Five years after cardiac arrest stopped the football world in its tracks at Euro 2020, Christian Eriksen faced another frightening moment on the pitch in Odense. This piece examines what happened, why the outcome was different this time, and what Eriksen's story tells us about how football has approached heart health since 2021.
When Christian Eriksen walked off the pitch in Odense under his own power on Sunday, it was the Implantable Cardioverter Defibrillator fitted to his chest that had made the difference. The device he carries everywhere, in every training session, in every competitive minute, activated as it was built to do, sparing the 34-year-old from a second full cardiac emergency and allowing him to spend Sunday night in hospital rather than in intensive care. By Monday morning, Eriksen was at home with his family, confirming via an Instagram statement that his "recovery has already started".
The match between Denmark and Ukraine in Odense was stopped at the 65-minute mark when Eriksen collapsed, and shortly afterwards it was abandoned entirely. The scenes were distressing for those inside the stadium and for the millions watching from home, dredging up memories of what happened at a Copenhagen stadium during Euro 2020. Yet the medical picture this time was meaningfully different, and Eriksen was quick to say so himself.
"As you can probably imagine, receiving a shock from my ICD has had a major effect on both me and my family, but I want to assure everyone that this was a different situation from what happened in 2021," Eriksen wrote in his statement. That distinction matters enormously, not just for Eriksen's family but for the broader conversation about elite athletes competing with cardiac devices. In 2021, the device was not yet present; this time, it was. The intervention was internal and immediate rather than external and frantic, and that single difference shaped everything that followed.
What the ICD Did, and Why It Matters
An ICD, roughly half the size of a mobile phone with thin wires leading to the area around the heart, works on two fundamental principles: constant monitoring and automatic intervention. There are two main types. One sits under the skin near the armpit and acts as a miniature defibrillator. The second, more commonly associated with pacemaker functionality, is fitted just below the collarbone and can also send a regular electrical signal when it detects that the heart is beating too slowly.

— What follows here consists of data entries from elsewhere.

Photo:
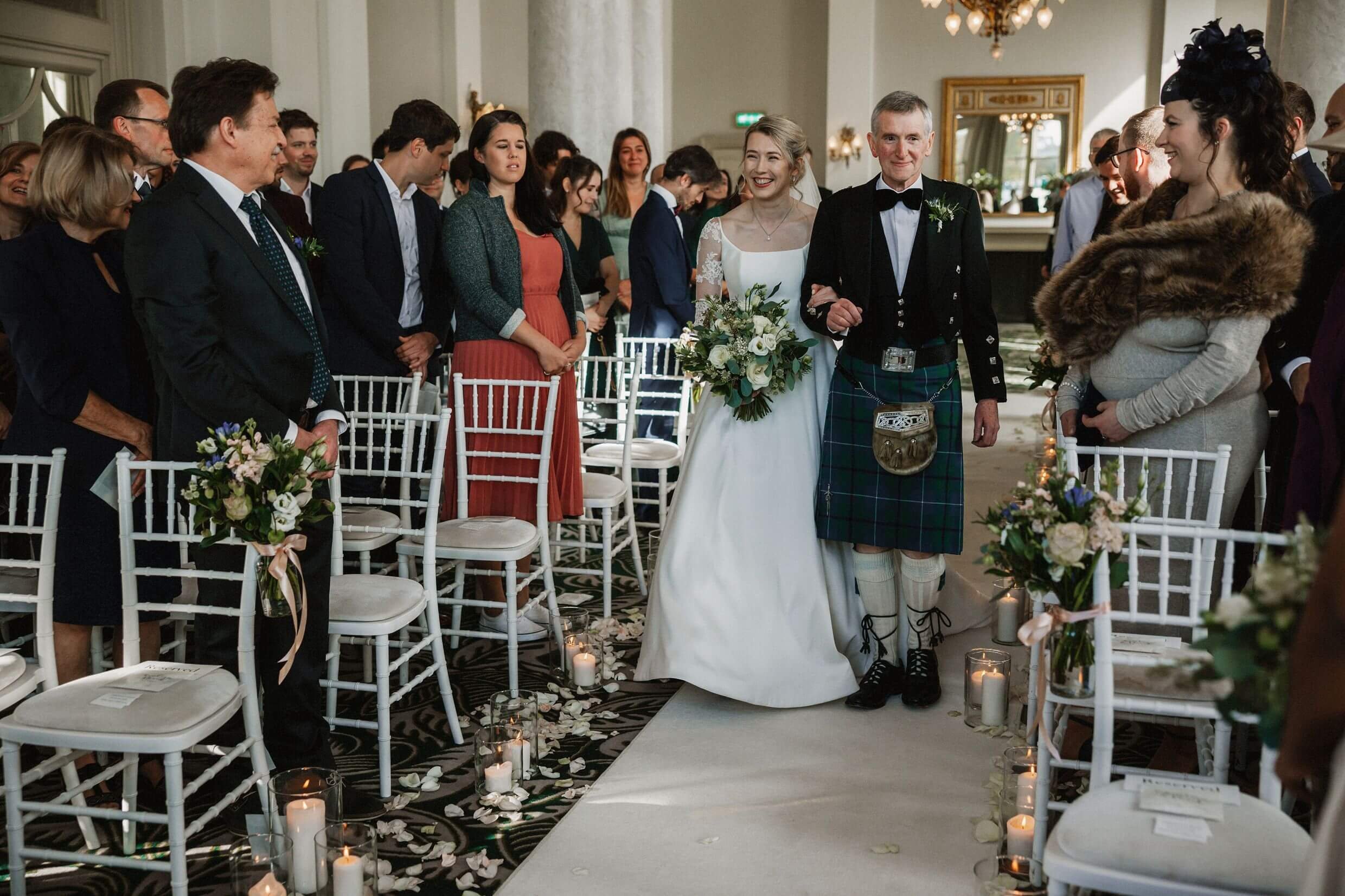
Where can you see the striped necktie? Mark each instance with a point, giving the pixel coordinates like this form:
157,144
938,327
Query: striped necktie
275,254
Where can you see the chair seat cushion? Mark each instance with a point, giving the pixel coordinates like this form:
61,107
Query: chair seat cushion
482,532
1256,849
18,582
368,516
642,452
369,598
601,489
182,706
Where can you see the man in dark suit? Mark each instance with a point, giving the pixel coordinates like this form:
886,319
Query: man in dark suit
1302,116
233,325
661,266
388,294
898,269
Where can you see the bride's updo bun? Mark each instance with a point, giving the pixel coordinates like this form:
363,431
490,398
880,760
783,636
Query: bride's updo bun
787,135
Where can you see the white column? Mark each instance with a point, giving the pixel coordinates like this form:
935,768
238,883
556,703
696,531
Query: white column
342,31
1304,40
852,26
596,68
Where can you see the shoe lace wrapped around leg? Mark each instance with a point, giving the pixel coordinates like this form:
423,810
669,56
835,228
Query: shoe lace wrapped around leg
868,630
930,622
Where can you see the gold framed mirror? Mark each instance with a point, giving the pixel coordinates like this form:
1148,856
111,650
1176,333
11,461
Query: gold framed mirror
1010,138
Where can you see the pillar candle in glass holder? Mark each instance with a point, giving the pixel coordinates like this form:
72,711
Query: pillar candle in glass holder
1020,835
994,698
348,875
499,778
520,754
586,669
978,679
303,820
1027,791
1007,620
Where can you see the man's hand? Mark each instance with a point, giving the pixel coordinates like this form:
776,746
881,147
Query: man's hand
416,350
985,425
1298,382
1107,423
327,430
842,315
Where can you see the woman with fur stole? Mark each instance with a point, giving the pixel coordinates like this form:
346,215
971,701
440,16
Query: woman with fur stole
1165,316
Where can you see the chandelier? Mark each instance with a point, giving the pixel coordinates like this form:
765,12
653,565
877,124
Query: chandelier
996,19
1024,123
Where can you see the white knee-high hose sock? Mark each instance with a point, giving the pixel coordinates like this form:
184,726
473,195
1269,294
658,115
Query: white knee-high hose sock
876,574
920,591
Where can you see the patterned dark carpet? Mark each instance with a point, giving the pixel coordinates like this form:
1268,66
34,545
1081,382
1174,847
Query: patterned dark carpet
420,740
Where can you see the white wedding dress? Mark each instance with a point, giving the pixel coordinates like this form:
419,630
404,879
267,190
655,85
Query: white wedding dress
747,602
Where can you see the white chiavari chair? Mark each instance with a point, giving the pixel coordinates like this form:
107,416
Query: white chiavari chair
1183,488
607,493
1103,840
27,585
663,383
166,723
523,410
377,609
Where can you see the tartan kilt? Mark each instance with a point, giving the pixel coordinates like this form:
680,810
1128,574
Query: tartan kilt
857,500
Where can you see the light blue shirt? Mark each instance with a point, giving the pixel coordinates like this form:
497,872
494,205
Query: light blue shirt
1079,215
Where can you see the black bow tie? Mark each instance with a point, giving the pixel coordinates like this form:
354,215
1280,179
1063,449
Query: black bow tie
886,199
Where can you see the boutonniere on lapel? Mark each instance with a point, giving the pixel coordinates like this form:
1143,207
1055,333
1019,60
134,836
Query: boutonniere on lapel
307,249
942,211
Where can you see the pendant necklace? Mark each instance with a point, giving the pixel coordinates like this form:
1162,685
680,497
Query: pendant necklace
770,233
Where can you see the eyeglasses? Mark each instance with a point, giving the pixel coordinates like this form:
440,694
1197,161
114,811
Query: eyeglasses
162,123
1122,152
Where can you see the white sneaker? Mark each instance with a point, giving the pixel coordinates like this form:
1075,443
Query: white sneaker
526,629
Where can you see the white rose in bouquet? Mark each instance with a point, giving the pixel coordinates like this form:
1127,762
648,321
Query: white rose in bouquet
1232,610
1067,543
759,374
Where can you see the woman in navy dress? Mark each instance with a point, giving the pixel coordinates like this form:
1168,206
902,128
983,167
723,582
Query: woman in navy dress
84,375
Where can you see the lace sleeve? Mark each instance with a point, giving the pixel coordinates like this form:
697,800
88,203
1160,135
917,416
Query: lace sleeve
709,262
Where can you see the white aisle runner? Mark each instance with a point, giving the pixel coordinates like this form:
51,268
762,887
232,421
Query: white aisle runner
719,798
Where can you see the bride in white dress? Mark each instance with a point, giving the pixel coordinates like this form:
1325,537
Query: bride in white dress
747,602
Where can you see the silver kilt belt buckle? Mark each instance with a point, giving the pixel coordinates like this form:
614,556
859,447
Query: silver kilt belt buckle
899,360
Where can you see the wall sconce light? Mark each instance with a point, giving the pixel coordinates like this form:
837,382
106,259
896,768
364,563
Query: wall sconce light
845,145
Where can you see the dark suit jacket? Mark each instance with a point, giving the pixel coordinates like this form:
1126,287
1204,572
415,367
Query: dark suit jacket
1318,186
363,276
661,272
226,343
957,288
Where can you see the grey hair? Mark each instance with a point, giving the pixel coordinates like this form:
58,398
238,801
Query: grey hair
901,102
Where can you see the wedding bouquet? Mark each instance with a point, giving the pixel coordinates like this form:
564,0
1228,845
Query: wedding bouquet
1047,367
262,492
1051,538
747,351
1248,634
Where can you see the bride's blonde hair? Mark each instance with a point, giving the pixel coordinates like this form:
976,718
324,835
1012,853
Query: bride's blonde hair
787,135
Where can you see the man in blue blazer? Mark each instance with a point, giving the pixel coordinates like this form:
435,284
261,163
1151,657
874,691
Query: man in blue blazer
387,292
661,265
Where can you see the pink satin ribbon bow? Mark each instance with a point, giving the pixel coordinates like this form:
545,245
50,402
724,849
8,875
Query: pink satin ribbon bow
1033,632
281,555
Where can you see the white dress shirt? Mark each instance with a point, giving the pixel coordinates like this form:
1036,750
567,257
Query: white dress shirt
307,197
233,198
899,228
413,301
671,201
1079,212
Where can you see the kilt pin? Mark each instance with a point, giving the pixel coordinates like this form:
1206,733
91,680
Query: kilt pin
914,263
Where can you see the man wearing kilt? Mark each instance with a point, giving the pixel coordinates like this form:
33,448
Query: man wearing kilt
898,269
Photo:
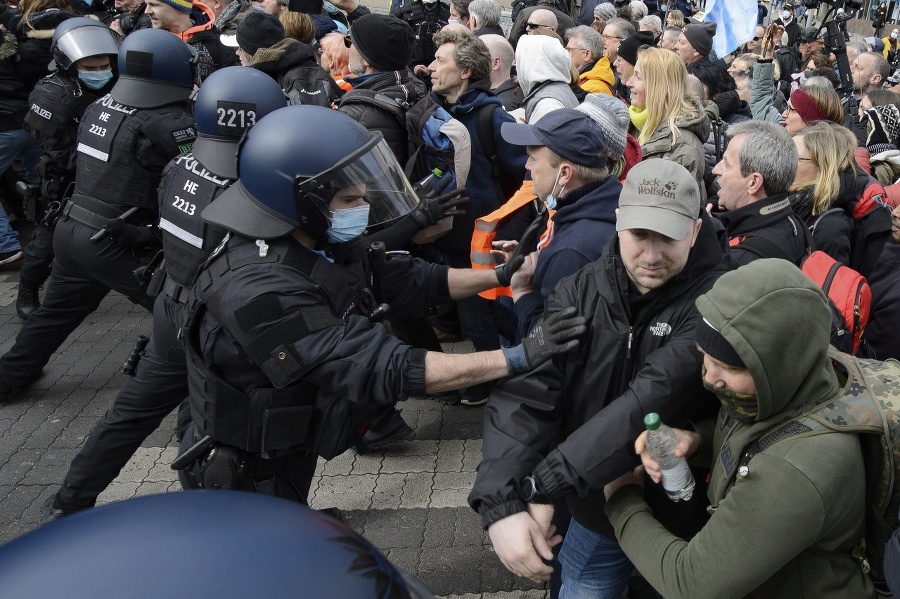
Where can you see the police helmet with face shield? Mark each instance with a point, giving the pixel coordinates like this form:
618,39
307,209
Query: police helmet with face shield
294,162
230,101
184,544
81,37
156,69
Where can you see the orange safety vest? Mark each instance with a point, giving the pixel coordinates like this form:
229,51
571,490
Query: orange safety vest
486,230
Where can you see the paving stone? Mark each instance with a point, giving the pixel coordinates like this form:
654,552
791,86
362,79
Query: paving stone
417,490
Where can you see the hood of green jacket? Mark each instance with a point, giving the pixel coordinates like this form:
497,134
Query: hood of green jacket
779,323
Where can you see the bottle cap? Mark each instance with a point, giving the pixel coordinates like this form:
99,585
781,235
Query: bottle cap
652,421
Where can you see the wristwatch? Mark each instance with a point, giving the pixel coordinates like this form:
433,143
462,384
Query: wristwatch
530,492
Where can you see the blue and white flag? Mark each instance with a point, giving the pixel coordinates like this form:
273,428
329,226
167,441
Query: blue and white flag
735,23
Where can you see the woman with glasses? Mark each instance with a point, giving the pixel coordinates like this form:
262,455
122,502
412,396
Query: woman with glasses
666,119
827,178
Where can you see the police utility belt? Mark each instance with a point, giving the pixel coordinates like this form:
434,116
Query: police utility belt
178,293
90,211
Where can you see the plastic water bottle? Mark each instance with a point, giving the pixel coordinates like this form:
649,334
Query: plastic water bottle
677,479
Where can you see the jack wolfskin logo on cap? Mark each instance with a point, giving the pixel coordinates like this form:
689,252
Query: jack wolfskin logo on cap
655,187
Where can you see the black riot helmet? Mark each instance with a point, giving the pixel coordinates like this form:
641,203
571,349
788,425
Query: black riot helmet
229,102
292,164
156,68
81,37
201,544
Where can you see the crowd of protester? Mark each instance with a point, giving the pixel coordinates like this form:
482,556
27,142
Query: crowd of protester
651,168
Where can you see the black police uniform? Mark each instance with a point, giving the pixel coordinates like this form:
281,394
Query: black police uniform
122,151
159,383
284,363
56,107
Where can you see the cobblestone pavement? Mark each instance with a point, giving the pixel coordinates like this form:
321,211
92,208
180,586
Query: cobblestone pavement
409,501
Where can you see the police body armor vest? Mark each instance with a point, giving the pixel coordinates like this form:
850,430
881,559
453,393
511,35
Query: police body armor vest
108,168
292,416
425,23
57,102
186,189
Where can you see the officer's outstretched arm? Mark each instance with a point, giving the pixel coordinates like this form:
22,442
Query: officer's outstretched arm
555,334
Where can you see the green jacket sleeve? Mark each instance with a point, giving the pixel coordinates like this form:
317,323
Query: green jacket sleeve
755,531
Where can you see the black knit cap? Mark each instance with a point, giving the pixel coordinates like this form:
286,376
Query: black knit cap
700,36
713,343
259,30
386,42
629,46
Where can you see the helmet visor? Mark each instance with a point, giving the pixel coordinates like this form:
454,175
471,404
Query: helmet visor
85,42
371,174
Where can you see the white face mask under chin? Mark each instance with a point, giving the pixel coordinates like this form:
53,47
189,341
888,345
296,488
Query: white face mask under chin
552,199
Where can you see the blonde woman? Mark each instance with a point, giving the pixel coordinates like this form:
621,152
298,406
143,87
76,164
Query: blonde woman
827,177
667,120
674,18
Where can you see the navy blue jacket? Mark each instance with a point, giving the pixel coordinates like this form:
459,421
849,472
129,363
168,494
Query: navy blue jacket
584,222
485,193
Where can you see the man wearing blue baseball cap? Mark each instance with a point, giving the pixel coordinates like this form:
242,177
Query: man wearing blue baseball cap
572,153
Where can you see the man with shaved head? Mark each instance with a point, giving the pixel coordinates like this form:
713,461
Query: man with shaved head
541,19
502,59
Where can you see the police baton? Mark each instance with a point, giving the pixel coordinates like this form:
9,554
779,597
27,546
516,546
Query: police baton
102,233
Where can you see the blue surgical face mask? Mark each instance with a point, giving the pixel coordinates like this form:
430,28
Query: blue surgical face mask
95,79
348,223
552,199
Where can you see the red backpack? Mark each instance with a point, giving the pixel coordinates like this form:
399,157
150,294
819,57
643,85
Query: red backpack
849,296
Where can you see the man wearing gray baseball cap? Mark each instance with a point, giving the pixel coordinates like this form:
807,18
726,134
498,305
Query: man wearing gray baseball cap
568,428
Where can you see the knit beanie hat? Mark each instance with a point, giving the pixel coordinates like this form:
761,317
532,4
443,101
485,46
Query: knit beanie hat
611,115
605,10
184,6
713,343
806,107
700,36
385,41
883,125
629,46
259,30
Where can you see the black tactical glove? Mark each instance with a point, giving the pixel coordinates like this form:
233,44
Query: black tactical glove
128,235
527,244
555,334
433,208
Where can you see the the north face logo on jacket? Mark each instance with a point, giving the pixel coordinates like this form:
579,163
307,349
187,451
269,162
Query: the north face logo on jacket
661,329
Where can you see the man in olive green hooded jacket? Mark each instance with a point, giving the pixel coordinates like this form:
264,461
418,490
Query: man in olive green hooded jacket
784,527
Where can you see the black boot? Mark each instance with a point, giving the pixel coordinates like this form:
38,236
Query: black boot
389,429
27,302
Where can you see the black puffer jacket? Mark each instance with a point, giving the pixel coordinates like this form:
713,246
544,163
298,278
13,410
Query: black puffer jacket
573,421
400,86
292,65
833,229
24,56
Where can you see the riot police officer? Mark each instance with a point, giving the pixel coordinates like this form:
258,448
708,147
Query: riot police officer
227,104
286,358
82,49
124,141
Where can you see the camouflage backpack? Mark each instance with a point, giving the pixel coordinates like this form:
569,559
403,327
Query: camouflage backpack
869,405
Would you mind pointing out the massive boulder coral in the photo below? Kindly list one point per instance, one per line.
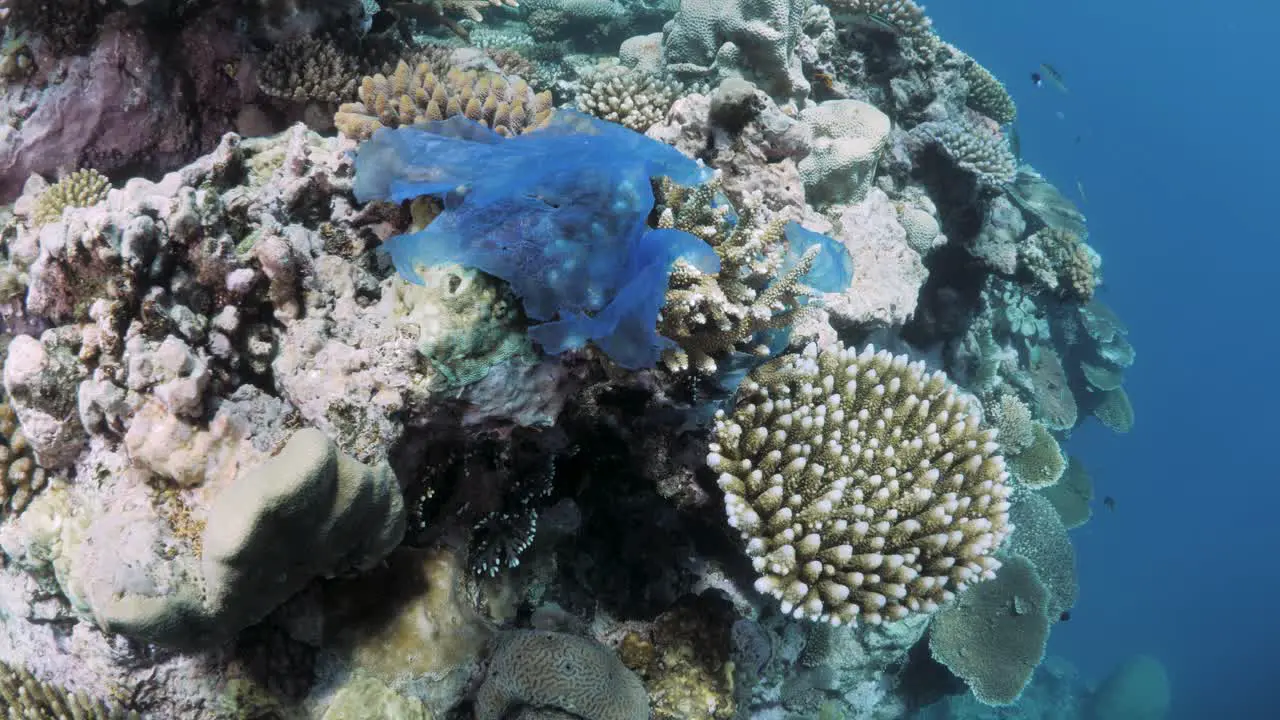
(864, 486)
(112, 566)
(560, 670)
(849, 136)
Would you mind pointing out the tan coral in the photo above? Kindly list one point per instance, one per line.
(417, 95)
(865, 487)
(713, 315)
(309, 68)
(82, 188)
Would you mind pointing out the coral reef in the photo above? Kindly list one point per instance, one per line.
(894, 509)
(522, 384)
(412, 95)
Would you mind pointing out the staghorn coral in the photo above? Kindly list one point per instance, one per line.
(560, 670)
(414, 95)
(987, 95)
(1041, 463)
(849, 136)
(864, 486)
(1059, 260)
(630, 98)
(1072, 495)
(310, 68)
(1013, 418)
(1115, 410)
(1041, 537)
(993, 637)
(974, 147)
(901, 17)
(712, 315)
(21, 477)
(23, 697)
(82, 188)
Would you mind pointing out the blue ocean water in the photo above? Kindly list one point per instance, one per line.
(1169, 126)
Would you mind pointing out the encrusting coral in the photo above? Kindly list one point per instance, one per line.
(864, 486)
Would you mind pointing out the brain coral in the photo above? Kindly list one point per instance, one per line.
(558, 670)
(864, 486)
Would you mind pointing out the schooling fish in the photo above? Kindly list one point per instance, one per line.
(1051, 74)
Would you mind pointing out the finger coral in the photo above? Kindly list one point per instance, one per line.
(414, 95)
(864, 486)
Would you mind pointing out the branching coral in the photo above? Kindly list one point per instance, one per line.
(82, 188)
(310, 68)
(903, 17)
(987, 95)
(1059, 260)
(974, 147)
(416, 95)
(712, 315)
(864, 486)
(630, 98)
(23, 696)
(1072, 495)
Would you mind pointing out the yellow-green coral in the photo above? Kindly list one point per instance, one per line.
(23, 697)
(713, 315)
(82, 188)
(686, 666)
(630, 98)
(864, 486)
(416, 94)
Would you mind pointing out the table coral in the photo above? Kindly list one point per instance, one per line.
(864, 487)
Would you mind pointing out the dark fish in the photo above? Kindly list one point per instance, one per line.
(382, 22)
(1050, 73)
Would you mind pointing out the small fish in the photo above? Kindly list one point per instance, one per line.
(1051, 74)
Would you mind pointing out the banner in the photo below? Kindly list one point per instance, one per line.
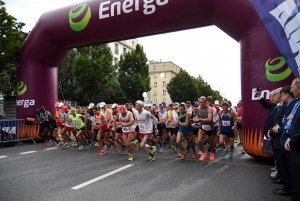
(282, 20)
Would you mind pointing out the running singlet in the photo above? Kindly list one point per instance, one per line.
(68, 121)
(144, 122)
(129, 129)
(77, 121)
(226, 123)
(99, 122)
(206, 126)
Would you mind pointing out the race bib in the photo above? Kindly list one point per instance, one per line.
(206, 127)
(225, 123)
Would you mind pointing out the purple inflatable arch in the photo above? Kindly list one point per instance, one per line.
(102, 21)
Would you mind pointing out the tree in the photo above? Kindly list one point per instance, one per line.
(183, 87)
(66, 82)
(11, 41)
(134, 74)
(95, 76)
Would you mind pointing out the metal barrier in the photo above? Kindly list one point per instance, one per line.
(15, 130)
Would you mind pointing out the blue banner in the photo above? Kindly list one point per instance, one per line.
(282, 20)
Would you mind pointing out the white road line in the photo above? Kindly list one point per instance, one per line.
(27, 152)
(3, 157)
(52, 148)
(100, 178)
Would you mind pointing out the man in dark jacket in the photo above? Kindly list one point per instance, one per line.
(292, 144)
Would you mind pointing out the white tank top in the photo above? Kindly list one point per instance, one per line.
(126, 120)
(144, 122)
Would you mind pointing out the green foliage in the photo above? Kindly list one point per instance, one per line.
(134, 74)
(11, 41)
(184, 87)
(95, 76)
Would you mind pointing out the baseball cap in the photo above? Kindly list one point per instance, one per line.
(102, 104)
(121, 108)
(196, 104)
(91, 105)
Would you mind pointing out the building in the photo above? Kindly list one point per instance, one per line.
(161, 74)
(119, 48)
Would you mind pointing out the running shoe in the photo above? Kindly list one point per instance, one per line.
(202, 156)
(136, 145)
(211, 156)
(153, 151)
(81, 147)
(130, 157)
(66, 145)
(88, 146)
(161, 149)
(224, 153)
(183, 156)
(101, 153)
(151, 158)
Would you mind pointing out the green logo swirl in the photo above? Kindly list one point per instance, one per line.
(21, 88)
(276, 77)
(79, 24)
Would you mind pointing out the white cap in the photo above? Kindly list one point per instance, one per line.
(91, 105)
(102, 104)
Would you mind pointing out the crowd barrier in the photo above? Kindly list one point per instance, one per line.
(16, 130)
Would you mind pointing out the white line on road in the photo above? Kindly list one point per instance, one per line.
(100, 178)
(3, 157)
(27, 152)
(52, 148)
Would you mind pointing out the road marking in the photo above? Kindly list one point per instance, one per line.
(52, 148)
(27, 152)
(100, 178)
(3, 157)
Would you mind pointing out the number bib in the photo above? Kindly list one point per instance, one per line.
(206, 127)
(225, 123)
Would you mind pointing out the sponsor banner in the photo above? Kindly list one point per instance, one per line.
(282, 20)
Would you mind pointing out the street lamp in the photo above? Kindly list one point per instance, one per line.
(145, 96)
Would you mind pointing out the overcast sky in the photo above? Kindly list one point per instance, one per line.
(207, 51)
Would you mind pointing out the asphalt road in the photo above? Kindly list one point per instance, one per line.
(49, 173)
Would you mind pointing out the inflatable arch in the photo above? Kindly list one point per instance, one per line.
(102, 21)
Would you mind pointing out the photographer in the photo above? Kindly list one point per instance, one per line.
(47, 125)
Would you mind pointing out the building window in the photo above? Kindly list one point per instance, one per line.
(116, 48)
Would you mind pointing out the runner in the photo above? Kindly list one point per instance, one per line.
(145, 125)
(172, 122)
(185, 130)
(103, 132)
(206, 123)
(68, 126)
(227, 120)
(126, 122)
(77, 120)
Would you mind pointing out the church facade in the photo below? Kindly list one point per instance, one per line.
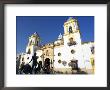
(66, 49)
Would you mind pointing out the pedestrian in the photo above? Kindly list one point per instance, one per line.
(34, 59)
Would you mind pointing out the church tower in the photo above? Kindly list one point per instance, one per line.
(71, 32)
(33, 44)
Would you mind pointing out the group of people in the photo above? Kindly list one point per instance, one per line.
(37, 67)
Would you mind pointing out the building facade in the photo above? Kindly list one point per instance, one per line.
(66, 49)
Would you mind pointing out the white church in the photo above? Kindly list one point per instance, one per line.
(68, 47)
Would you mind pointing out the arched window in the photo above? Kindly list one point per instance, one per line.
(47, 53)
(92, 49)
(71, 42)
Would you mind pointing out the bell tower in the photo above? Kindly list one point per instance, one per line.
(70, 26)
(33, 43)
(71, 32)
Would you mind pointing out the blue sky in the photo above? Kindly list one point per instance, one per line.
(48, 28)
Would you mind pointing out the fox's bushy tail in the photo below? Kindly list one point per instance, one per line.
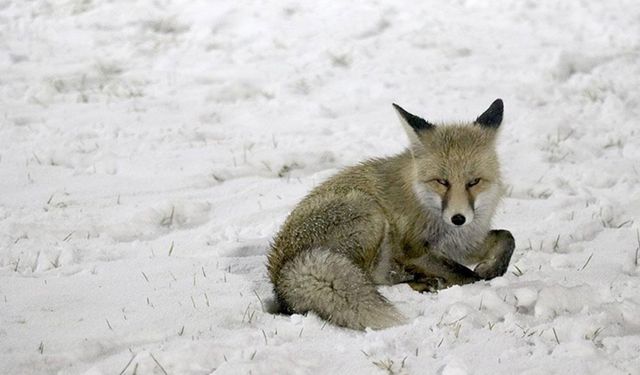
(332, 286)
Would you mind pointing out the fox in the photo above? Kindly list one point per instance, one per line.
(421, 217)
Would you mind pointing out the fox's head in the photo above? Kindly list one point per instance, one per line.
(456, 170)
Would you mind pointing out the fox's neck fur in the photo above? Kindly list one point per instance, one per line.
(422, 218)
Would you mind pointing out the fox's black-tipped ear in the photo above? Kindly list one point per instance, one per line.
(492, 117)
(416, 123)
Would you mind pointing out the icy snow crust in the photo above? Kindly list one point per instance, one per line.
(149, 150)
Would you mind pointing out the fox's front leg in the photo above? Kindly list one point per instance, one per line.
(496, 253)
(432, 272)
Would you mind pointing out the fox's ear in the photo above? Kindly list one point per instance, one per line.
(492, 117)
(412, 124)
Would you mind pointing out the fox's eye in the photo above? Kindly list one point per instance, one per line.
(473, 182)
(442, 182)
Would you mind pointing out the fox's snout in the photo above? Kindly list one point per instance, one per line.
(458, 219)
(457, 215)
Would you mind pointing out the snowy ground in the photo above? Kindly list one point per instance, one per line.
(150, 149)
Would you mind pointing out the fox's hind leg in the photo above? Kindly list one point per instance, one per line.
(497, 249)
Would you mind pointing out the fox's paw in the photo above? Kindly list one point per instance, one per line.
(488, 270)
(429, 285)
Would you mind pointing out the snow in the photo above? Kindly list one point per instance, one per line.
(149, 151)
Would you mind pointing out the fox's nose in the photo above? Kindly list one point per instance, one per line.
(458, 219)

Aneil Malhotra, a professor in sports cardiology at Manchester Metropolitan University, explained the critical advantage these devices provide. "It works 24 hours a day and is constantly monitoring the heart rhythm," he told BBC Radio 5 Live. "If the heart develops a dangerous rhythm that could lead to a sudden cardiac arrest, then the device can rapidly detect it and deliver treatment. That includes a shock, if necessary, to restore a normal rhythm. It takes out the human factor, as we saw at the Euros, where CPR had to be delivered externally. An ICD is already in the patient and saves crucial time."
That last point is the one that puts Sunday's events into proper context. In 2021, Eriksen's collapse required external resuscitation from medical staff on the pitch, a terrifying, unscripted emergency that unfolded in real time in front of a full stadium. On Sunday, the device already inside him responded before any external intervention was needed. Denmark national team doctor Morten Boesen confirmed as much: "the pacemaker responded as it should." The speed of that response is not incidental. In cardiac emergencies, every second without intervention reduces the probability of a full recovery, which is precisely why an always-present internal device offers a different category of protection from even the most well-drilled pitchside medical team.
What is worth dwelling on analytically is just how much the conversation around ICDs in sport has shifted since 2021. Eriksen's collapse at the Euros prompted governing bodies, club medical departments, and players' unions across Europe to re-examine their cardiac screening protocols and their readiness to support athletes with implanted devices. The fact that Eriksen was able to return to the Premier League with Brentford eight months after his cardiac arrest, and that he later spent three years with Manchester United before moving to Wolfsburg, is evidence that this reassessment produced concrete outcomes rather than simply administrative hand-wringing.
The Regulations That Shaped Eriksen's Career Path
The ICD did not only change Eriksen's medical profile when it was fitted in 2021. It also altered which competitions and leagues he could legally participate in. Following his collapse at Euro 2020, Inter Milan cancelled his contract by mutual consent because Italian football regulations at the time prohibited players fitted with an ICD from competing in Serie A. It was a blunt regulatory response, and one that effectively ended a chapter of Eriksen's career at a stroke.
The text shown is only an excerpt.